Rosa Parks, the black woman whose 1955 protest action in Alabama marked the start of the modern US civil rights movement, has died at the age of 92.
Mrs Parks' refusal to give up her seat to a white man on a bus prompted a mass black boycott of buses, organised by Baptist minister Martin Luther King Jr.
His protest movement brought about the 1964 Civil Rights Act, which outlawed racial discrimination in the US.
Mrs Parks' lawyer said she died in her sleep at her home in Detroit, Michigan.
It was revealed last year that she was suffering from progressive dementia.
"She sat down in order that we all might stand up - and the walls of segregation came down," civil rights leader Jesse Jackson said.
He said her legacy would never die, and added: "In many ways, history is marked as before, and after, Rosa Parks."
"The nation lost a courageous woman and a true American hero," Massachusetts Democrat Senator Ted Kennedy said.
"Her quiet fight for equality sounded the bells of freedom for millions," he said.

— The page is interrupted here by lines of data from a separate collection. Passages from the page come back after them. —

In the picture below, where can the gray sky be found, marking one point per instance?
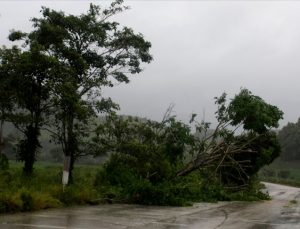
(200, 49)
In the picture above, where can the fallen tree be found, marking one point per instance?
(166, 163)
(232, 157)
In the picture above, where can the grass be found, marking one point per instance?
(43, 189)
(282, 172)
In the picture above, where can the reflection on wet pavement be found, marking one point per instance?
(281, 212)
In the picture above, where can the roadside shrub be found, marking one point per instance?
(284, 174)
(27, 201)
(4, 165)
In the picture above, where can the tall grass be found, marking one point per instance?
(44, 189)
(282, 172)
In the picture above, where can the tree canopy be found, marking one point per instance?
(79, 55)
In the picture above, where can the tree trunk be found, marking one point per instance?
(71, 145)
(30, 145)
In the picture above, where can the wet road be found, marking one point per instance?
(283, 211)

Detroit Mayor Kwame Kilpatrick said: "She's an example for all people. For one, I would not be standing here but for her sitting down and standing up at the same time."
'I had a right'
Mrs Parks was a 42-year-old seamstress when she made history.
On 1 December 1955, Mrs Parks refused to give up her seat on a bus in Alabama to a white man, defying the law. She was arrested and fined $14.
For years before her arrest, Mrs Parks had been active with local civil rights groups, which were looking for a test case to fight the city's segregation laws.
Her arrest triggered a 381-day boycott of the bus system organised by the then little-known Rev Luther King Jr, and the protest led to the desegregation of the transport system.
Speaking in 1992, Mrs Parks said of her famous bus protest: "The real reason of my not standing up was I felt that I had a right to be treated as any other passenger. We had endured that kind of treatment for too long."
She was awarded the Presidential Medal of Freedom in 1996, and the Congressional Gold Medal, the nation's highest civilian honour, three years later.
Democratic Congressman John Conyers, from whom she worked in Detroit from 1965 until she retired in 1988, described her as "an almost saint-like person".
"She was very humble, she was soft-spoken, but inside she had a determination that was quite fierce."